成仏しちゃう
5.成仏しちゃう
時は昭和。小説家が机に向かってペンを構えている。名も無き幽霊がその背後にいる。
小説家「…。あの、落ち着かないのですが」
幽霊 「すると、ハーブティーを淹れてくるといいですよ」
小説家「…。そうさせていただきます」
小説家が行くと、幽霊はそれについてくる。
小説家「どうしてそうやってついてくるんですか」
幽霊 「ついていきますよ。逃げられたらどうしようもないですからね」
小説家「だからって、刃物押し付けないでもいいでしょう」
小説家がちょいとどくと、幽霊は刃物を持っている。
幽霊 「こうでもしないと書いてくれないでしょう」
小説家「大体、あなた幽霊なんでしょう。なのにどうしてそんなにも現実的な攻め方をするのですか」
幽霊 「分かりましたよ。こうしたら書いてくれるのですね」
幽霊は刃物を投げ捨てる。
小説家「あ、危ないなあ」
幽霊 「ほら、書いてください」
小説家「…書く」
机に戻る。小説家、書き始める。
幽霊 「今、何を書いていますか?」
小説家「…」
幽霊 「私の遺作をかいてくれるんですよね」
小説家「…」
幽霊 「調子に乗って、今、自分の作品書いていますよね」
小説家「本業ですから」
幽霊 「えいっ!」
幽霊は小説家に対して何かしらの攻撃のポーズ。
小説家「げえっ」
幽霊 「書くって言いましたよね。私の言葉をちゃんと文にするって言いましたよね」
小説家「そん、そんな飛び道具あるなら言ってよ。刃物なんて出さないで初めからそれにしといてよ」
幽霊 「ほら、書いてください」
小説家「あんたも小説家だったら分かるだろう?アイディアがあふれ出て止まらない瞬間が。今がそれなんだよ、邪魔しないでくれよ」
幽霊 「私は100年以上待っているじゃ!」
小説家「知らないよ、そんなこと」
幽霊 「聞くのも耐えないつらい話だ」
幽霊は過去を話し始める。
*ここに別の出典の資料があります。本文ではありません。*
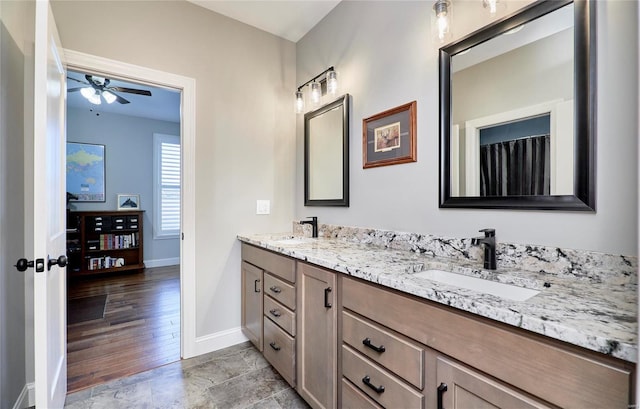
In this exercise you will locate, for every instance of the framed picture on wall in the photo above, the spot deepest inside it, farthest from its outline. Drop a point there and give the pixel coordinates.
(389, 138)
(128, 201)
(85, 171)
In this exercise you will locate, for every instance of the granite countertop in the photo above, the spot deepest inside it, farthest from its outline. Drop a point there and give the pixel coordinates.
(600, 316)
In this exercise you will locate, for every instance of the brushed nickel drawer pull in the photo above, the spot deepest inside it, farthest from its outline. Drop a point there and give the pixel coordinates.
(367, 343)
(367, 381)
(275, 312)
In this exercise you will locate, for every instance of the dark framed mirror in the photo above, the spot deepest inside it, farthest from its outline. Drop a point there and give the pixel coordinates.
(326, 154)
(518, 111)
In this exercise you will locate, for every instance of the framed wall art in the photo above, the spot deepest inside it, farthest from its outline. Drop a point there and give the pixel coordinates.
(389, 138)
(128, 201)
(85, 171)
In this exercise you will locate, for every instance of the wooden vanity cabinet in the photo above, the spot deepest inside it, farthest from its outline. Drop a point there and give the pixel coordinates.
(268, 307)
(317, 338)
(482, 363)
(252, 302)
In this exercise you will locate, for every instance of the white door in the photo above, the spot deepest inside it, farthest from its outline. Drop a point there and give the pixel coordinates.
(49, 224)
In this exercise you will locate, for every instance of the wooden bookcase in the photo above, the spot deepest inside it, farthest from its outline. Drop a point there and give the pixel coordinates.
(104, 241)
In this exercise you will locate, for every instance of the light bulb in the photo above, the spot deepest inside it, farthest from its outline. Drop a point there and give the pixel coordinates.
(316, 93)
(332, 82)
(108, 96)
(87, 92)
(443, 23)
(299, 102)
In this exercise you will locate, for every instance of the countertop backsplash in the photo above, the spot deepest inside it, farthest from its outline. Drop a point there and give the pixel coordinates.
(570, 263)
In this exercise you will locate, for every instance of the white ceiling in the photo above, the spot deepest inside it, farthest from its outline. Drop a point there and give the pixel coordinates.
(290, 19)
(163, 104)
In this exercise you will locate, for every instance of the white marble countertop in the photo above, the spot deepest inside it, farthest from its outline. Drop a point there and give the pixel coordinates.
(598, 316)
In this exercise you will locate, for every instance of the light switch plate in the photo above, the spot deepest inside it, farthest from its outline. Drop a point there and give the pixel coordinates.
(263, 206)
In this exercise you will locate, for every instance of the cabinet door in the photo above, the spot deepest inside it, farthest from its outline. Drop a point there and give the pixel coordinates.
(252, 304)
(317, 336)
(466, 388)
小説家は自分の小説を書き始める。
幽霊 「時はさかのぼること江戸時代。当時は鎖国体制により、外国の文化など一寸たりとも受け付けていなかった。物語を書きたかった私は、新しいものを求めたが、当時の日本は世襲世襲。新しいものなんて…なかったよ」
小説家「ああ、島国だからね」
幽霊 「だから私はより一層外国に焦がれた。外国の話は面白いぞ、と」
小説家「ああ、島国だからね」
幽霊 「私は開国を待った。いつか来るだろう、開かれた時代を夢見て。確かに、日本は開国したが、海外じゃ怖い存在だった」
小説家「まあ、それは島国だから」
幽霊 「結局海外と触れ合うこともなく人生は過ぎた。そこで一つ未練ができて、私は今ここにいる」
小説家「うん。島国だから」
幽霊 「おい、気づいてないと思うなよ」
またもや幽霊はハンドパワーで攻め立てる。